I've debated and debated putting this on my blog. But I know many of my family members read this and would like to know, so here it goes. Also, I know some of my other readers believe in the power of prayer and might be willing to pray for us the next few days.
I got a scary phone call earlier this week. A call that I needed to see a specialist. A call that one of my tests for the baby came back abnormal. We did what is called a sequential screen, and the first trimester results came back normal. So I assumed everything was fine. I didn't even realize they were going to do further tests. Then at my last appointment, they did more blood work for the 2nd trimester portion of the screening. I was surprised, but went with it. I'm so used to them taking all manner of bodily fluids every time I go in, so I seriously forgot about it by the next day.
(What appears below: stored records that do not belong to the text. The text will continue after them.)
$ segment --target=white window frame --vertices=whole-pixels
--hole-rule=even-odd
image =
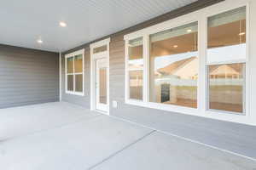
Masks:
[[[107,60],[107,103],[108,103],[108,110],[107,113],[102,111],[102,113],[109,115],[109,105],[110,105],[110,95],[109,95],[109,43],[110,37],[107,39],[101,40],[99,42],[90,44],[90,110],[96,110],[96,60],[105,58]],[[107,50],[103,52],[99,52],[96,54],[93,53],[94,48],[99,48],[102,46],[107,45]]]
[[[249,103],[250,99],[250,65],[249,65],[249,3],[251,0],[241,0],[234,2],[231,0],[226,0],[224,2],[212,5],[210,7],[200,9],[198,11],[172,19],[170,20],[162,22],[160,24],[154,25],[150,27],[144,28],[143,30],[131,32],[125,35],[124,39],[125,42],[125,104],[134,105],[137,106],[143,106],[152,109],[158,109],[167,110],[170,112],[179,112],[182,114],[199,116],[203,117],[218,119],[223,121],[230,121],[235,122],[241,122],[246,124],[256,124],[252,121],[250,115]],[[207,18],[218,14],[227,12],[240,7],[247,7],[247,59],[246,59],[246,114],[230,114],[223,110],[209,110],[207,109]],[[166,31],[177,26],[184,26],[189,23],[198,22],[198,59],[199,59],[199,77],[197,81],[197,109],[189,108],[173,105],[166,105],[159,103],[148,102],[148,49],[149,49],[149,35],[157,33],[162,31]],[[138,37],[143,37],[143,100],[136,100],[129,99],[129,70],[128,70],[128,42]]]
[[[207,96],[206,96],[206,109],[207,113],[208,114],[231,114],[231,115],[237,115],[237,116],[249,116],[250,111],[249,111],[249,66],[248,66],[248,61],[249,61],[249,3],[241,3],[241,4],[233,4],[230,5],[228,8],[225,8],[224,9],[220,9],[218,11],[215,11],[213,13],[210,13],[206,15],[206,20],[207,20],[207,20],[208,18],[228,12],[241,7],[246,7],[246,59],[245,60],[231,60],[227,61],[220,61],[220,62],[208,62],[207,61],[207,54],[206,54],[206,73],[207,73],[207,80],[206,80],[206,89],[207,89]],[[207,37],[206,37],[206,42],[207,42]],[[244,64],[245,65],[245,75],[244,83],[243,83],[243,111],[241,113],[240,112],[235,112],[235,111],[228,111],[228,110],[215,110],[215,109],[210,109],[209,108],[209,79],[208,79],[208,67],[210,65],[224,65],[224,64]]]
[[[74,72],[74,56],[75,55],[80,55],[82,54],[83,56],[83,71],[82,72]],[[73,57],[73,73],[67,73],[67,60],[69,59],[69,58],[72,58]],[[73,75],[73,91],[69,91],[67,90],[67,76],[69,75]],[[76,92],[75,91],[75,76],[76,75],[82,75],[82,77],[83,77],[83,92]],[[65,92],[66,94],[73,94],[73,95],[79,95],[79,96],[84,96],[84,49],[80,49],[80,50],[78,50],[78,51],[75,51],[73,53],[71,53],[71,54],[67,54],[65,55]]]

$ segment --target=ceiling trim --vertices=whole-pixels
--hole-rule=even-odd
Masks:
[[[126,29],[121,30],[121,31],[117,31],[115,33],[104,36],[101,38],[96,39],[94,41],[84,43],[80,46],[73,48],[69,50],[64,51],[63,54],[71,53],[73,51],[79,50],[79,49],[83,48],[89,47],[90,44],[99,42],[101,40],[111,37],[118,37],[118,36],[120,36],[120,35],[124,35],[124,34],[127,34],[127,33],[130,33],[130,32],[132,32],[132,31],[136,31],[146,28],[148,26],[154,26],[154,25],[156,25],[156,24],[159,24],[159,23],[161,23],[161,22],[177,18],[178,16],[184,15],[184,14],[187,14],[189,13],[195,12],[196,10],[199,10],[199,9],[201,9],[203,8],[216,4],[216,3],[223,2],[223,1],[224,1],[224,0],[198,0],[197,2],[192,3],[189,5],[185,5],[183,7],[178,8],[174,9],[174,10],[172,10],[168,13],[159,15],[157,17],[154,17],[153,19],[150,19],[150,20],[146,20],[144,22],[142,22],[140,24],[135,25],[133,26],[131,26],[131,27],[128,27]]]

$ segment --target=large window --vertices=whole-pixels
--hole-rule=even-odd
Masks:
[[[208,18],[208,109],[245,112],[246,8]]]
[[[149,101],[197,108],[197,23],[150,35]]]
[[[127,104],[249,116],[247,5],[224,3],[125,36]]]
[[[143,100],[143,37],[128,42],[129,99]]]
[[[84,95],[84,50],[66,55],[66,93]]]

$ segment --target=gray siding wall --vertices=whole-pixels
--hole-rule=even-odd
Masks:
[[[195,8],[201,8],[199,4],[202,2],[205,1],[199,1],[197,3],[198,6],[195,7]],[[195,6],[196,6],[195,4],[196,3],[194,3]],[[189,8],[188,9],[188,8],[181,10],[181,14],[189,12]],[[109,36],[111,37],[109,58],[110,115],[174,135],[256,158],[256,127],[135,106],[125,103],[124,35],[177,15],[179,14],[170,14],[163,20],[152,20],[137,27],[132,27],[122,32]],[[85,53],[88,54],[87,58],[90,58],[89,44],[78,47],[69,50],[67,53],[83,48],[85,48]],[[86,64],[86,62],[88,63]],[[90,60],[85,58],[85,65],[90,65]],[[90,70],[85,71],[90,71]],[[85,76],[86,75],[85,82],[90,80],[89,72],[86,72]],[[90,83],[86,82],[85,84],[88,85],[85,86],[86,91],[88,92],[90,91]],[[79,101],[79,99],[82,99],[83,100]],[[90,99],[89,95],[87,99]],[[81,97],[78,97],[75,99],[69,97],[68,99],[72,103],[80,104],[82,102],[83,105],[88,102],[87,106],[89,107],[90,105],[90,102]],[[112,107],[112,102],[113,100],[118,101],[118,108],[116,109]]]
[[[58,54],[0,44],[0,108],[59,99]]]
[[[61,90],[62,90],[62,101],[79,105],[82,107],[90,108],[90,48],[84,47],[84,96],[79,96],[74,94],[66,94],[66,76],[65,76],[65,54],[61,57]]]

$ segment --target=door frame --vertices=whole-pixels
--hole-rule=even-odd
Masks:
[[[107,112],[102,112],[104,114],[109,115],[109,42],[110,37],[102,40],[100,42],[96,42],[95,43],[90,44],[90,110],[96,110],[96,60],[99,59],[106,59],[107,60],[107,103],[108,103],[108,110]],[[107,46],[107,50],[104,52],[99,52],[96,54],[93,53],[94,48],[99,48],[102,46]],[[101,110],[100,110],[101,111]]]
The tests are for chromosomal defects (Downs, Trisomy, etc.), neural tube defects (spina bifida, etc.), and anencephaly (the skull and or brain stop growing at some point during pregnancy). The nurse was quick to tell me that there is still only a 1 in 100 chance of anything being wrong - so low, but much higher than the 1 in 800 or so I had been told after the first screening. Still an excellent chance that the baby is perfect as we had assumed.
That was a rough day. Overall, it's been okay though. I have faith. I have faith that I will have a healthy baby. I have faith that if there is a problem, God is the healer. I have faith that He is able to work everything out for my good.
That night, I started reading a book that I had bought about 2 months ago. Interestingly enough, the author had these tests done and got the results I did. At her follow-up, a very in depth ultrasound, they found a simple, somewhat common issue with her placenta that doesn't harm the baby but does cause abnormal test results. I really don't believe it was a coincidence that I picked up THAT book THAT day and read. So I believe everything is fine.
But just like there is a 1% chance things are not fine, there is that 1% of me that flares up from time to time. "What if....." What if the baby isn't fine? What if something happens? What if my baby's brain isn't growing right now? What if...... I'll stop there.
Next steps? This Wednesday, I meet with the specialist. They'll review everything and do a very indepth ultrasound (so on the bright side, there's a chance I'll find out gender sooner?) and then review the probabilities then. ,
I'll update Wednesday once I hear something. But in the meantime, if you think of it, please pray for us.